I agree that marketing has to influence the types and strength of machines but I had already carefully considered all of that when coming to my own conclusion that Nelson contributed little to none of the actual GM engine.
The actual hardware is virtually the same amongst all of the machines. Over time there was further miniaturisation, however the actual capability of the hardware varied little. And you could buy expensive premium Excaliburs with this hardware (DTTC) as well as extremely inexpensive $30 devices (various plastic chess devices with the proper tournament levels) - the only difference between top end and bottom end models being clock speed (half in the cheap plastic models). So really, the marketing comes down more to program flexibility rather than actual hardware. And it is not that difficult to make a strong program play weakly whilst still maintaining it's maximum playing strength. At a really simple level you program interrupts to minimise thinking times or you restrict ply searches and extensions. Again I would simply say why would any sane company chuck away such an excellent program as GM, since the easiest way to have a universally appealing product (as opposed to a mass market one only or a niche one) is to simply pack the program in something small and relatively portable (to reflect modern trends) and add some novice levels to it. That way it caters from raw beginners through to club players.
And in any case, if you really want to create a truly decent and entertaining novice level to casual player machine, it is a far better approach to use a fairly mature and relatively sophisticated program and handicap it with thinking time restrictions and very basic hardware. Such an approach produces a far more useful, entertaining, educational and desirable opponent for a novice or casual hobby player than taking an inherently weak and relatively neanderthal program and obtaining the ELO strength by way of brute force on the hardware side. Because by doing that, you still have a program that plays unconvincing chess, even if it is in outright terms significantly stronger than a more sophisticated program deliberately handicapped to play at the casual / novice level that it is aimed at.
Yet time and time again, we see the same Excalibur program with it's extremely dubious positional and strategic play - only to suddenly have this GM that did everything so very well, only to chuck it all away again and go back to 1978 on steroids all over again. It makes no logical sense at all. Not financially, not from a marketing perspective and certainly not from the perspective of maintaining a company image.

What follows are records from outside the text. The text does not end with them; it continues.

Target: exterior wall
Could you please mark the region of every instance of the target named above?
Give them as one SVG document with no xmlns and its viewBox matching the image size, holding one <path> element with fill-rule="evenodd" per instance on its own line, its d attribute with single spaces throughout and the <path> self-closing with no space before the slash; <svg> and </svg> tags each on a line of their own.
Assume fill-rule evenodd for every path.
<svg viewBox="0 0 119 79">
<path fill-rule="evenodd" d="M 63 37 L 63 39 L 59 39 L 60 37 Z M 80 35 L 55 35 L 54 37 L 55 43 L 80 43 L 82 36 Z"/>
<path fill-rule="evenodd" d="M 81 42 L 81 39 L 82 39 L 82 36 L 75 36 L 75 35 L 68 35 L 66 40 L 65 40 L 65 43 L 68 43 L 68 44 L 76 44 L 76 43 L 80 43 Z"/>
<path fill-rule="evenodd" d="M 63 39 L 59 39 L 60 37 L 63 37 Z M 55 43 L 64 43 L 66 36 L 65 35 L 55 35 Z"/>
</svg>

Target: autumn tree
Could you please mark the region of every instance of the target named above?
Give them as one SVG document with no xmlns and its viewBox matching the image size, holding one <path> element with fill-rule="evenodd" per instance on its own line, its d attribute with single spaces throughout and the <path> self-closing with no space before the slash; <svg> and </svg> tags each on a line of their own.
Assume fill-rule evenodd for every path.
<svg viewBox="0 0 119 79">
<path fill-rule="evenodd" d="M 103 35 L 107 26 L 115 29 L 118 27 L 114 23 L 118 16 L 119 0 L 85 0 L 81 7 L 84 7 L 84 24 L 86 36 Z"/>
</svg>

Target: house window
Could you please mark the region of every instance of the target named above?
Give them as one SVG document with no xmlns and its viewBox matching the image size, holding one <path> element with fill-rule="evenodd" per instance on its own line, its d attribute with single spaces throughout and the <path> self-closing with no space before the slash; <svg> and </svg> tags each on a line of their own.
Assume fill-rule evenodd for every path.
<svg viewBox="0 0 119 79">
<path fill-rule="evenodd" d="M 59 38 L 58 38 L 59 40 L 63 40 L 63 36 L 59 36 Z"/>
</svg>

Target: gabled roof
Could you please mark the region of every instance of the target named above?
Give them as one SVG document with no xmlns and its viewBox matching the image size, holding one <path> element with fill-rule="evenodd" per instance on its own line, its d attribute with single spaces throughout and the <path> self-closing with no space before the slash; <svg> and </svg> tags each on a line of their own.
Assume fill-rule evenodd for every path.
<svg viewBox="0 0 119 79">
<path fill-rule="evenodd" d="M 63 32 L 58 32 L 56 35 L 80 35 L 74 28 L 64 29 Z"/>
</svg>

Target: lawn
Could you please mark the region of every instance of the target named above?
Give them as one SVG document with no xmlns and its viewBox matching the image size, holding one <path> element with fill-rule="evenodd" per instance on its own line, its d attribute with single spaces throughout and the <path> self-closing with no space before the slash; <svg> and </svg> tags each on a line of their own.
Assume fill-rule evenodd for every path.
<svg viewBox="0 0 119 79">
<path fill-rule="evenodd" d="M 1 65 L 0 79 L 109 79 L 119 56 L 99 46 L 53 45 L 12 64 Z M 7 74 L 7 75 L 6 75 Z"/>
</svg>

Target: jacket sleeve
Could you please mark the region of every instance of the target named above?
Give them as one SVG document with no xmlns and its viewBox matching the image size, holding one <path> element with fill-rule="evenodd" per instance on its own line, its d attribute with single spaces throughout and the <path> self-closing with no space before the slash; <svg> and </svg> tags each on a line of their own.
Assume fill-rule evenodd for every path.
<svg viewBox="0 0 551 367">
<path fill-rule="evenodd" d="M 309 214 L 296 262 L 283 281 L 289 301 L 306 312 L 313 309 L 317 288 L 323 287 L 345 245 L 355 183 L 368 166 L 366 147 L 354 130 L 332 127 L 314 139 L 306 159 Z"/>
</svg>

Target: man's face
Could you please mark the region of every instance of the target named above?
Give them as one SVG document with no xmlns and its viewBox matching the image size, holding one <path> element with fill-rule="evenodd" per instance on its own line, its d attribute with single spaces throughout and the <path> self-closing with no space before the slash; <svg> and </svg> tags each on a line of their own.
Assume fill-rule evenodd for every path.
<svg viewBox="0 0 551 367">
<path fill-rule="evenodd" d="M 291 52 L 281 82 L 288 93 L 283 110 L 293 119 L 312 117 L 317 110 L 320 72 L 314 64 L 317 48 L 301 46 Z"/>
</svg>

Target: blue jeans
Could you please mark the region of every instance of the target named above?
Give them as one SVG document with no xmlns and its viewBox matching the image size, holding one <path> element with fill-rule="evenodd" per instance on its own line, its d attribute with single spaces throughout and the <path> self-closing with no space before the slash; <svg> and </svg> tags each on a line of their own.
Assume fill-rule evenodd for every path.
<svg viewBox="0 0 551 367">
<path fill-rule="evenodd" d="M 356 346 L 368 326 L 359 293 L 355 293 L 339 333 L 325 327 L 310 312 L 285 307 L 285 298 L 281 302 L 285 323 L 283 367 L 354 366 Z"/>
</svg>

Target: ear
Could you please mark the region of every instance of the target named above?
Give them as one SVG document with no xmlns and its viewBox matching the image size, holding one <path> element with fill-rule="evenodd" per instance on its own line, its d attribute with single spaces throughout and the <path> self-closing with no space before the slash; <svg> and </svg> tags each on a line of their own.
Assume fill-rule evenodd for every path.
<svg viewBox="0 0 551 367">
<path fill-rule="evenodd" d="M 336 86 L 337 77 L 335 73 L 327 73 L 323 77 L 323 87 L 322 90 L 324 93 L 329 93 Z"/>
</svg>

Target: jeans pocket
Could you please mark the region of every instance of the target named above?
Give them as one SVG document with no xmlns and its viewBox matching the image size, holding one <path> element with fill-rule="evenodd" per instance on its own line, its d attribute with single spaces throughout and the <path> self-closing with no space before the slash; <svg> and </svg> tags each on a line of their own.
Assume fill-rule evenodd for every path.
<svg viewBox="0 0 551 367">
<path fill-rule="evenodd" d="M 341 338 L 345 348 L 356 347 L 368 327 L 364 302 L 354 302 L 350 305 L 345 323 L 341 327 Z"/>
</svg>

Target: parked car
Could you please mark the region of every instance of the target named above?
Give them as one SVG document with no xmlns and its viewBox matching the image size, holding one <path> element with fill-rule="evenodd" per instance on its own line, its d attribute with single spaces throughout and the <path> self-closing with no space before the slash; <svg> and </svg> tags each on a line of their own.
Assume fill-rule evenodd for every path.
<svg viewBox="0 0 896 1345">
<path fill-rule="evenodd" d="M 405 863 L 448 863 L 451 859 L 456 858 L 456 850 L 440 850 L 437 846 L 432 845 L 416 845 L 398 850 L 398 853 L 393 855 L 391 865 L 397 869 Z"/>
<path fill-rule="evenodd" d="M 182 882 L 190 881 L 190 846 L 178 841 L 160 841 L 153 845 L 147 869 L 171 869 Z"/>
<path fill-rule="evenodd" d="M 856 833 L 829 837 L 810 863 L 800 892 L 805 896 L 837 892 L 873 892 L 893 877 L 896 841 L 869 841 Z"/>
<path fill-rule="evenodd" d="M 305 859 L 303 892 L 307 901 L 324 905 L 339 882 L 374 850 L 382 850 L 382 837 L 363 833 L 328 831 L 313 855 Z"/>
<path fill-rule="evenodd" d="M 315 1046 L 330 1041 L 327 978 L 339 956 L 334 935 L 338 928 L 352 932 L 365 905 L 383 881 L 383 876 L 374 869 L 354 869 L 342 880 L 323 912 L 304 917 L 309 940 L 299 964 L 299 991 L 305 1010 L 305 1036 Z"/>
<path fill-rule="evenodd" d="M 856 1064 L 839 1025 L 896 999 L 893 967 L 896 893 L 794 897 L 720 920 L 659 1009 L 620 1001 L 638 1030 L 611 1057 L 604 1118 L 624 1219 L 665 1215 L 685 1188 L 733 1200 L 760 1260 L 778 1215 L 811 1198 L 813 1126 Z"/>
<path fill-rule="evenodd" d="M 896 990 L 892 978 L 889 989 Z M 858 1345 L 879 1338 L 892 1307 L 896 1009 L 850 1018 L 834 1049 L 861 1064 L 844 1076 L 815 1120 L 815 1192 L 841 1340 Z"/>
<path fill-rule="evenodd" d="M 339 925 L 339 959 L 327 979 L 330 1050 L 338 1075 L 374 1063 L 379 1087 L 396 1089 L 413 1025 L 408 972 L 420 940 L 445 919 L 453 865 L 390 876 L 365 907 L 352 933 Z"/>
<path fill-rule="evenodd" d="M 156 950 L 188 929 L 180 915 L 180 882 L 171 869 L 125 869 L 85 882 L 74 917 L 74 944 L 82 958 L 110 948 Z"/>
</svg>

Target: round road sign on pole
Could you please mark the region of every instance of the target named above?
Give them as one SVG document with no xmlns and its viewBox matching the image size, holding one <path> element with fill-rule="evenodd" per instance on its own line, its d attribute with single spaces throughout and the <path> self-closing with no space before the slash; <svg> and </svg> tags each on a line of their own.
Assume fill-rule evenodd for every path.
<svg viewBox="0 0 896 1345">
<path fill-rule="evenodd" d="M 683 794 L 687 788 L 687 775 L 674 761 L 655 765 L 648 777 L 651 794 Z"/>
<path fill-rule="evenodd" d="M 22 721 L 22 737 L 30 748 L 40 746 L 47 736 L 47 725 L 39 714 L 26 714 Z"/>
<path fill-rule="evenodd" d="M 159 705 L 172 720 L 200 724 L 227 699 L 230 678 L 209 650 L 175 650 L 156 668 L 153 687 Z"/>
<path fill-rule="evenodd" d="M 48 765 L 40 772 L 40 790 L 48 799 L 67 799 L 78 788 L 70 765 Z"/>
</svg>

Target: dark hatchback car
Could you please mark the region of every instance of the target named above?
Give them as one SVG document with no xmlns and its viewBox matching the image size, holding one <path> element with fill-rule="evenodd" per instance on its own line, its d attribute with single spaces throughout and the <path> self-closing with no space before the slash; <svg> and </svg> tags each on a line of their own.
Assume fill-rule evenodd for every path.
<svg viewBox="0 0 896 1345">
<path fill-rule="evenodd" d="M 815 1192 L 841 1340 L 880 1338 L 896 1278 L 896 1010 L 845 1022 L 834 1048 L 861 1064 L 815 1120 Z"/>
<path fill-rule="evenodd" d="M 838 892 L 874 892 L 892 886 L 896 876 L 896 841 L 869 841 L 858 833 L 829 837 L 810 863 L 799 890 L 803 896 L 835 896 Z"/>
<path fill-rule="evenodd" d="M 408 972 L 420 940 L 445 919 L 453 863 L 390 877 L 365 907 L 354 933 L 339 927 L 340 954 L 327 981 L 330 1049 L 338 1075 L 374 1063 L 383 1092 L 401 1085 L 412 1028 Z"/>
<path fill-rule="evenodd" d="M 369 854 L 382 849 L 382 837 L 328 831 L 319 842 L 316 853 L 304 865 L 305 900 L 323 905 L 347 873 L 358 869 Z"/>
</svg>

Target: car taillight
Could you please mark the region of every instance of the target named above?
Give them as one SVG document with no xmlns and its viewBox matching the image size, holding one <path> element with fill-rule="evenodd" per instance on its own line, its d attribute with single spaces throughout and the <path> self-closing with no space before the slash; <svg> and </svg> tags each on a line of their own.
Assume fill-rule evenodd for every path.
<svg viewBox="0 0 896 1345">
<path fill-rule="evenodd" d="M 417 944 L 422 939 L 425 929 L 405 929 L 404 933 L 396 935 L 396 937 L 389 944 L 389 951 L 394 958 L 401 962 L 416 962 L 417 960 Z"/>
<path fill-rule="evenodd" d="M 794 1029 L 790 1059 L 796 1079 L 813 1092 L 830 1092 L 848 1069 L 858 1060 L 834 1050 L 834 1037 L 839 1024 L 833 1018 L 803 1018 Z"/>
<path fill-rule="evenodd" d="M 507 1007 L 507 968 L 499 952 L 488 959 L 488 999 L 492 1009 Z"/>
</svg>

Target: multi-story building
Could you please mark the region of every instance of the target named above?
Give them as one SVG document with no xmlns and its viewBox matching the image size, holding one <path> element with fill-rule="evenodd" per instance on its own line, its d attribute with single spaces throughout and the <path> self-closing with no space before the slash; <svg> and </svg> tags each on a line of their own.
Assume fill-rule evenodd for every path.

The fact of the matter is that the hardware itself was never a financial consideration in the era we are discussing (late 1990s to late 2000s) since as I say, you'd find the same innards in a $300 machine and a $50 machine, the only significant differences being the clock speed, quality of the housing, voice / lack of voice, etc. So it only came down to software. And it is actually easier to make a strong existing program play weak chess than to keep developing a mediocre one version after version (as Nelson did - you can hit certain key combinations on most of his machines to see which version that machine happened to have).
It will never make sense to me that Excalibur instead decided to throw everything learned from GM away especially when they continued - for some years afterwards, to attempt to market strong machines. Long after GM came onto the market, Excalibur were still marketing and advertising machines purported to play at the 2000 ELO level. So they were still apparently serious about strength or otherwise completely deluded. So the more likely explanation is that whatever legal and copyright agreements were in place when GM was created had expired and were only in effect for the GM product. Thereafter, Excalibur had to go back to Nelson's "base" program.
Perhaps if in the post-GM days Excalibur only marketed their programs as mere toys rather than as alleged strong expert machines, I would agree, but all the evidence points to them still attempting to pull out all the stops so to speak (even to the point of having a product named after a World Champion) , though obviously limited technically in their capability to do so. Afterall, I have little doubt that Nelson at his absolute best could produce no more than 1600 genuine ELO from a machine on H8 hardware with 32K ROM.
Chess is like painting the Mona Lisa whilst walking through a minefield.